Concurrency vs Parallelism in Ruby Apps

August 17, 2020

A thing that came up some weeks ago which confused me, is whether languages like Python and Ruby are multithreaded. This my attempt to explain to myself how it works in Ruby, and I hope it helps you too. Firstly, we need to distinguish concurrency and parallelism, which are conflated with multithreading, but are not the same. Concurrency can be thought of as interleaving, so if two jobs are switched back and forth very quickly, there is a sense that both are being done ‘at the same time’, but they are merely being done concurrently. For example, you may be eating food, and drinking beer. Take a bite, then sip, then bite, then sip, so you are concurrently drinking beer and eating food. But you are not literally drinking beer and eating food at the same time, that would require you to have both the cup to your lips and fork to your lips at the same time(in parallel), which is not possible. To do so you’d need two mouths.

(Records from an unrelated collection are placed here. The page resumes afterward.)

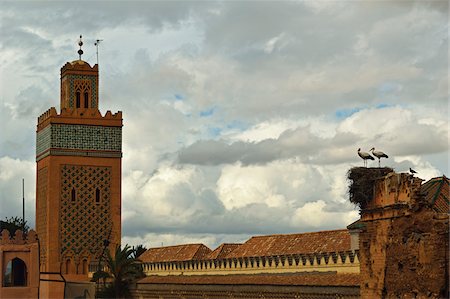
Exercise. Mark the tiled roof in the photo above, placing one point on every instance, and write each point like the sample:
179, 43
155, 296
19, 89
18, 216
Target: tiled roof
436, 192
323, 241
222, 251
185, 252
294, 279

Second, Ruby has several implementations, the most popular of which is MRI(Matz’s Ruby Implementation), named after the Ruby creator Yukihiro Mastumoto. This is the canonical ‘Ruby’ that everyone refers to when they say ‘Ruby, the programming language’. In MRI, there is something called GIL(Global Interpreter Lock) that ensures that only one thread is ever running at once. Why the GIL is there in the first place will be a rabbit hole for another time. Which means when you call Thread.new in Ruby and schedule a job on it, it isn’t really running in parallel, because the GIL is locking Ruby code. There are other Ruby implementations like JRuby, that does not have the GIL and on those implementations, true parallelism is possible. On the Python side, the story is the same, with CPython(the default implementation) having a GIL.

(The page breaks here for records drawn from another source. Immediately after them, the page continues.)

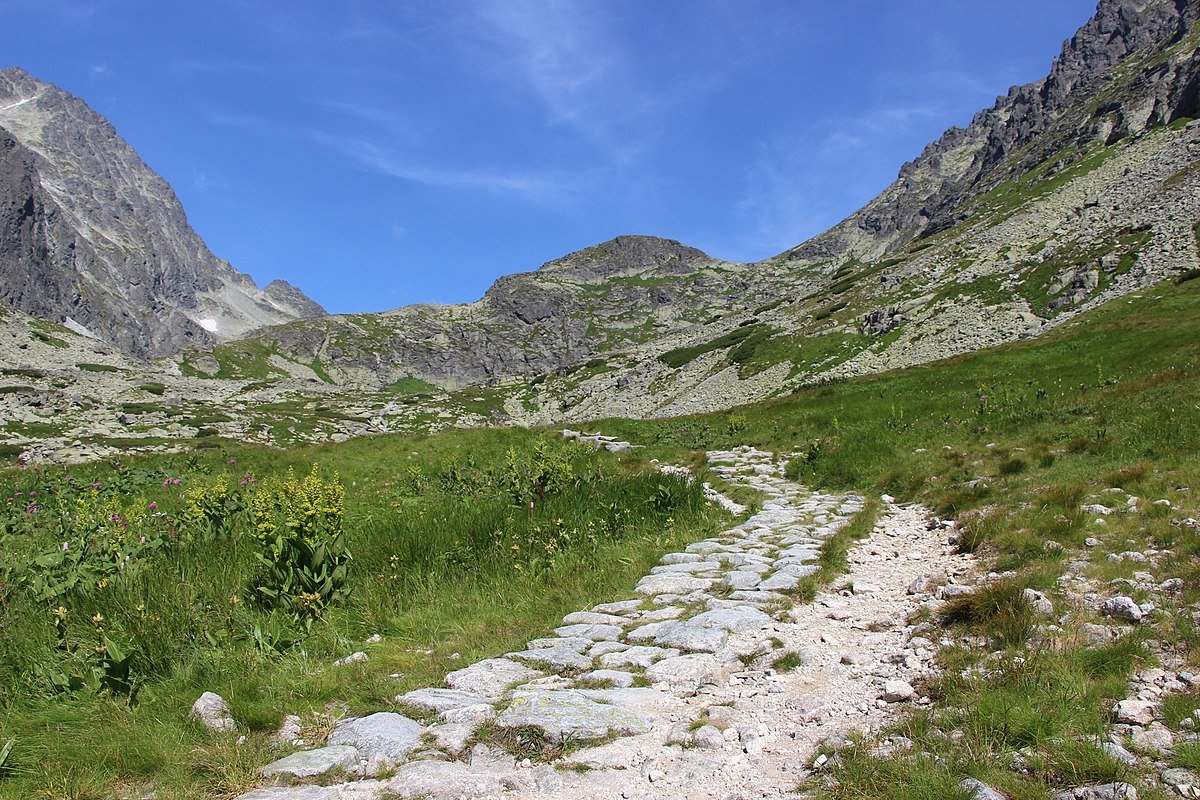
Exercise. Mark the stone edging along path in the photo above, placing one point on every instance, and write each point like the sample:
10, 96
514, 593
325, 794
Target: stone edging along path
675, 693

However, ruby threads are also native threads(only true as of Ruby 1.9). This means that every Ruby thread is backed by an OS thread. When a Ruby application blocks on i/o, the ruby runtime can actually switch to allow another thread to continue running, because this ‘blocking’ happens outside of the GIL. For example, if your Ruby application makes a network request, and is waiting for the network to respond, it can actually release its lock on the GIL, and allow another thread to serve an incoming request. When the network contents are fetched, the OS interrupts the blocked thread, and allows the thread to resume. And so it can be said that some amount of parallelism is happening in here! However, this only happens for I/O operations. To contrast it, if you had two threads handling incoming web requests, and two requests came in at the same time, you can bet that whether the first thread handles both requests, or whether they are each handled by different threads, the GIL will ensure that only one thread is only handling a request at any given time. In short: No parallelism during compute only operations. This is good news for Ruby and web applications, since the nature of web applications are that they are i/o bound. This means that most of the time, Ruby applications are blocked waiting for the database or the network. As discussed above, this block happens outside of the GIL, and so if a request arrives while the current thread is blocked on i/o, Ruby can execute the thread that serves that request.

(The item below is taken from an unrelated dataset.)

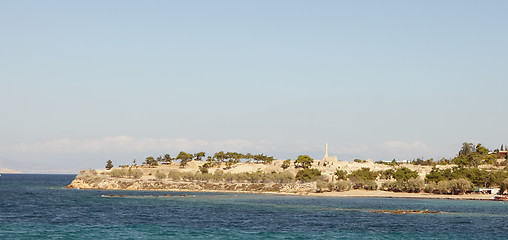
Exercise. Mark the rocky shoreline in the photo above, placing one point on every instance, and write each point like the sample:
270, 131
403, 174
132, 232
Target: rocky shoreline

Now, what about Puma? Doesn’t that enable parallelism? Yes, parallelism happens with Puma, but through a different mechanism. Puma forks multiple OS processes, creating multiple copies of your apps in memory(multiprocessing). As a reminder, processes provides the resources needed to execute a program, and are isolated from each other by the OS, have their own virtual address space, executable code, environment variables, process identifier, and at least one thread of execution(the main thread). Threads on the other hand, is an entity within a process that can be scheduled for execution, but shares the processes’s virtual address space and system resources.

So when Puma starts 5 worker processes, there are 5 copies(processes) of Rails apps running, isolated from each other by the OS. These copies live in memory(and thus takes up RAM), have their own db connection pools, and so on. However, if there are less than 5 cpu cores on the machine it is running on, our 5 workers would not be able to achieve full (compute) parallelism under peak load. Each worker then transparently schedules additional threads to serve the ruby application, so that the application doesn’t need to think about it.

To come back to the original question, does Ruby support multithreading? If we simply define multithreading as having a thread primitive, then Ruby and Python are definitely multithreaded. But that doesn’t mean that those threads are running in parallel. But even if they aren’t running in parallel, multithreading in Ruby speeds up web applications because they are i/o heavy!

Thanks to Tom Clark for reviewing drafts of this.